Finn was quick to speak, "No, you're not."

"I'm the only mechanic we have left." Rose's voice rose above the crowd, though only the top of her head was visible to Lori, "If anyone can scrape together a generator or breathing rig, it's me."

Poe tried to step between the two of them, "Yeah, and if the Falcon's oxygen scrubbers fail, we're all doomed. Stay here, and keep the ship running." Before either Rose or Finn got the chance to speak again, Poe turned back to the room, "Does anyone else have experience scavenging?"

"I grew up in a junkyard!" Dak offered with a shout.

Poe's head dipped to the side, frustrated with the lack of options but seeing nothing better, "Alright merc, that's close enough. You got the job. Everyone else…"

Lori stopped listening, sure that her job would be little more than staying out of the way.

After a moment the room began to clear. Much to her chagrin, two people took a shift in the cockpit. Resigning herself to stay in the main room, Lori slouched onto the bench that curled around a holochess table. Dak was leaving, Brixie had rushed to Rose's side. Lex was nowhere to be found, and Poe had disappeared into the back halls to have a private chat with Leia. Lori considered returning to the makeshift med-bay, but no one would try talking to Mitaka besides Brixie.

Besides, Lori wanted to keep an eye on the cockpit. Just a second would be enough time to slip in and send a message. She had thought over the words she would send to Armitage a thousand times, and her fingers itched for the chance to type them.

As the last dregs of the resistance cleared the room, one of them lingered at the back.

Lori tried not to look like she was watching anything in particular as Finn hesitated. She hadn't spoken to him too often, since he was usually in the company of Rey or Leia.

Finn had been avoiding the sick room. He'd visited a few times while Rose was being treated, but ever since she'd gotten back to her feet, he had made a point not to be worried about the First Order officer in the back.

He had heard a few words about Lori, most of them coming second hand from someone who had talked with the medic. She seemed nice enough, and anyone that had earned the First Order's wrath was automatically a friend in his eyes.

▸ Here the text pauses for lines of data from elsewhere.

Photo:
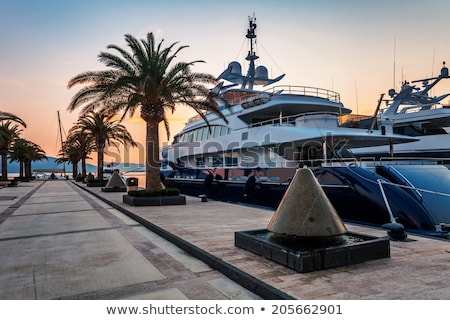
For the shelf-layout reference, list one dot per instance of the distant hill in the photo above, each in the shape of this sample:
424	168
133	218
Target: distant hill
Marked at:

But… he had a bed feeling about Lori. He wasn't sure why; she had done nothing to give him a pause for thought, and she might as well have been the picture of innocence, holding an infant in a makeshift sling.

Lori shifted slightly, turning her attention to the wriggling newborn in her arms.

Finn used the commotion as his signal to leave the room. As he hurried down a hall, his skin prickled with the sense that he was being watched as he left.

At the edge of Lori's vision she saw the former trooper slip around a corner and disappear into the ship. She hadn't spoken to him, but she knew a suspicious look when one was aimed at her.

Rocking Ardis into a nap, she added one more person to the list of people to be wary of.